BRUSSELS – British Prime Minister Theresa May accepted early Thursday the extension of the “Brexit” until Oct. 31 as proposed by European Union leaders after a summit lasting several hours.
“EU27/UK have agreed a flexible extension until 31 October. This means additional six months for the UK to find the best possible solution,” European Council President Donald Tusk said on his Twitter account.
“This extension is as flexible as I expected and a little bit shorter than I expected, but it’s still enough to find the best possible solution. Please do not waste this time,” Tusk said at a press conference following the European summit in Brussels.
Tusk met with May after the leaders agreed on this new extension to the process to give the British premier the new exit date, as May had to accept the European proposal.
Theresa May said that she regretted the “huge frustration from many people” that the new agreed extension of the “brexit,” this time until 31 October with a review in June, may cause the British.
The British PM added that “the UK should have left the EU by now and I sincerely regret the fact that I have not yet been able to persuade parliament to approve a deal which would allow the UK to leave in a smooth and orderly way.”
The Oct. 31 date is halfway between France’s proposal, which had been the most critical country to the possibility of granting a long extension to the UK, and Germany’s position, which was clearly betting on a long delay of the “Brexit.”

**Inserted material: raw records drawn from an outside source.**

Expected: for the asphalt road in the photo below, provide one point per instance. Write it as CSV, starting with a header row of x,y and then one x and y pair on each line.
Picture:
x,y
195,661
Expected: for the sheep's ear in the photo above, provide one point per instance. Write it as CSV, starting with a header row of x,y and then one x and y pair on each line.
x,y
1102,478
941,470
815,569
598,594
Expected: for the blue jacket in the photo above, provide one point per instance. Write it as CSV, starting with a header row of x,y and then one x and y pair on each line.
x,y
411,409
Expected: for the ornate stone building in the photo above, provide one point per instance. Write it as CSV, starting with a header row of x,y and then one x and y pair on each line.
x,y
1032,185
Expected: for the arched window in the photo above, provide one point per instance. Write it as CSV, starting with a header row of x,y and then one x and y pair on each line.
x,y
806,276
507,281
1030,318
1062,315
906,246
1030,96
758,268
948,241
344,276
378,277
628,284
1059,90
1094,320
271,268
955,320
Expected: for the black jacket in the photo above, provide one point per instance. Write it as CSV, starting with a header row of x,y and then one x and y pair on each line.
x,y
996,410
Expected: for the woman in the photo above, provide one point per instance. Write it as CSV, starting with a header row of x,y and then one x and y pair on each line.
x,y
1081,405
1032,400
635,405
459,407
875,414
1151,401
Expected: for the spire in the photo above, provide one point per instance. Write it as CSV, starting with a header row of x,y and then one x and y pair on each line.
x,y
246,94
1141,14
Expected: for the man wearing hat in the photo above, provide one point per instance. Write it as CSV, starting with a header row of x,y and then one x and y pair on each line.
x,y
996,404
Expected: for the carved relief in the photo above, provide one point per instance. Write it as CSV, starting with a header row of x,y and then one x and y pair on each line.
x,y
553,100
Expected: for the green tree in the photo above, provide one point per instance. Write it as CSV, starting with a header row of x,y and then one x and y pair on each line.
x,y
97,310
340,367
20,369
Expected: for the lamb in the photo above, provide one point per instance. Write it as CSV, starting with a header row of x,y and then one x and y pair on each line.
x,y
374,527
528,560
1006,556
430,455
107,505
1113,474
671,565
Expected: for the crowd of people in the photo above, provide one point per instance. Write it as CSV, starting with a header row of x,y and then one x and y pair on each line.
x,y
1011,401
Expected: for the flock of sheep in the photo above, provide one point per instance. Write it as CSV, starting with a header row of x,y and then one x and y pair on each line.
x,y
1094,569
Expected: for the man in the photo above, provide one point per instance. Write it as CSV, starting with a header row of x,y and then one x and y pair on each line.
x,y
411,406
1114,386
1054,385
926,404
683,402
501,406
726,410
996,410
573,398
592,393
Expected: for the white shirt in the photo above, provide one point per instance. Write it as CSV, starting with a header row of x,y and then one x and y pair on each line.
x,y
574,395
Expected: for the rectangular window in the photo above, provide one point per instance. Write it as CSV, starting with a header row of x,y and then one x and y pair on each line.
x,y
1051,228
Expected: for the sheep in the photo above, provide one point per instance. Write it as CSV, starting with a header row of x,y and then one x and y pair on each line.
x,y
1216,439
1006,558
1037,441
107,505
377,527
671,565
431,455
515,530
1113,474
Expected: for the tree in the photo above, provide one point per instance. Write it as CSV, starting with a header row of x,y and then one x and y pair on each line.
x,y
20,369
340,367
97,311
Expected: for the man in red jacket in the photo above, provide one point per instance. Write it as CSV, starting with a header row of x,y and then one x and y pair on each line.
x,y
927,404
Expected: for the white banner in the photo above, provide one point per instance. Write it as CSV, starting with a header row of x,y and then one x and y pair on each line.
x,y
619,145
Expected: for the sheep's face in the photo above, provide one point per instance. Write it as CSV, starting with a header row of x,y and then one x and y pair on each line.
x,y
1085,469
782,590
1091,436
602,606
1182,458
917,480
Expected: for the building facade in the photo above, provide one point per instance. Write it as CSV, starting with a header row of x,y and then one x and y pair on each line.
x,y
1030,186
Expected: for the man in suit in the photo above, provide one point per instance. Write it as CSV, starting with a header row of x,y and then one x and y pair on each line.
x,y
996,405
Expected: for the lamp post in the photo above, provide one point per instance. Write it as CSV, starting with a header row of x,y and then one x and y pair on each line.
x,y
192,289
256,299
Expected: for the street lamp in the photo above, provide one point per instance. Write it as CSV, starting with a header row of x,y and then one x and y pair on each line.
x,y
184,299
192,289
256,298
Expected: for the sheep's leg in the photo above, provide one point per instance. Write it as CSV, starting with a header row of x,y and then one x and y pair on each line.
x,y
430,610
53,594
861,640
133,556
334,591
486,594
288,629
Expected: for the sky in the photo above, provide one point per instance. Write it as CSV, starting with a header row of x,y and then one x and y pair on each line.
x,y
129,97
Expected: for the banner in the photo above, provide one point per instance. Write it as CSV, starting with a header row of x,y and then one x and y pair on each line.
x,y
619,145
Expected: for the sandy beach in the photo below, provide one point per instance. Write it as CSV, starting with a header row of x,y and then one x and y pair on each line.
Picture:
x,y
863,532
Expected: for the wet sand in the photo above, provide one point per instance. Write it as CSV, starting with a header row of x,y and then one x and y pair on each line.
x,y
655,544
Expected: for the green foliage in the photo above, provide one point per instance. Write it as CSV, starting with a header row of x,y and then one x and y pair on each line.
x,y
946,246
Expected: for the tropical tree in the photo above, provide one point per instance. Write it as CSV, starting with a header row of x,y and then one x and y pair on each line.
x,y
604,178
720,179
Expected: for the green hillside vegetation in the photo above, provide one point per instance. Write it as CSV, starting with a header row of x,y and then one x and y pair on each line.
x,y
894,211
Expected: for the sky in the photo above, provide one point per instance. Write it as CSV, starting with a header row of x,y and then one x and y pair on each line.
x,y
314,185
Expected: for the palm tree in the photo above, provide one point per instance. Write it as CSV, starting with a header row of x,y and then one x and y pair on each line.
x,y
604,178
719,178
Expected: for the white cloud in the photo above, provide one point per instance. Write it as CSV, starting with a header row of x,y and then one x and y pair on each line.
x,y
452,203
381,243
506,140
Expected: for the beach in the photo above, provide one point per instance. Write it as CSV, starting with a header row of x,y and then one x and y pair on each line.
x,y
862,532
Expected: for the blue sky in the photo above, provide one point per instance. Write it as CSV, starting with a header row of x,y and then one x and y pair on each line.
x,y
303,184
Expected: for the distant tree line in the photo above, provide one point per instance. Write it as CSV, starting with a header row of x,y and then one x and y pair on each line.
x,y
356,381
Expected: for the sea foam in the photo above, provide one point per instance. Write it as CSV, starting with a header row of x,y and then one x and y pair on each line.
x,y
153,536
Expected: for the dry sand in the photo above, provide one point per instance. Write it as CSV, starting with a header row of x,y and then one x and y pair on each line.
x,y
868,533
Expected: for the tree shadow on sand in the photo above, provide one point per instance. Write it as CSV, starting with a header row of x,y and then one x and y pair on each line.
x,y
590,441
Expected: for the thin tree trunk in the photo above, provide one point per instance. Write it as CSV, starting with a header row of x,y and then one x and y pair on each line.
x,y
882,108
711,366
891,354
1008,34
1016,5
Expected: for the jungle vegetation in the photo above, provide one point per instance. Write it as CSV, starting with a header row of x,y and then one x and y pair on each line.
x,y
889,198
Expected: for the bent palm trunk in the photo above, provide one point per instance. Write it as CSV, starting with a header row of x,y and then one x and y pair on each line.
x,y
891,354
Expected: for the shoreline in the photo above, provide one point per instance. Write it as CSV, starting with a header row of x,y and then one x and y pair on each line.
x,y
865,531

Moreover, the current European Commission’s term of office ends in principle on Oct. 31 and the United Kingdom would therefore not elect a new European Commissioner.
May had asked for an extension until June 30, while Tusk was betting on a longer one, a maximum of one year, which would allow the UK to leave the EU as soon as it was ready, which would have meant that London would have to participate in the European elections.
In a message on his Twitter account, Irish Prime Minister Leo Varadkar explained that this extension allows the EU-27 to assess the process at their ordinary summit in June and confirmed that the UK would have to leave the EU without deal on June 1 if it did not take part in the elections to the European Parliament.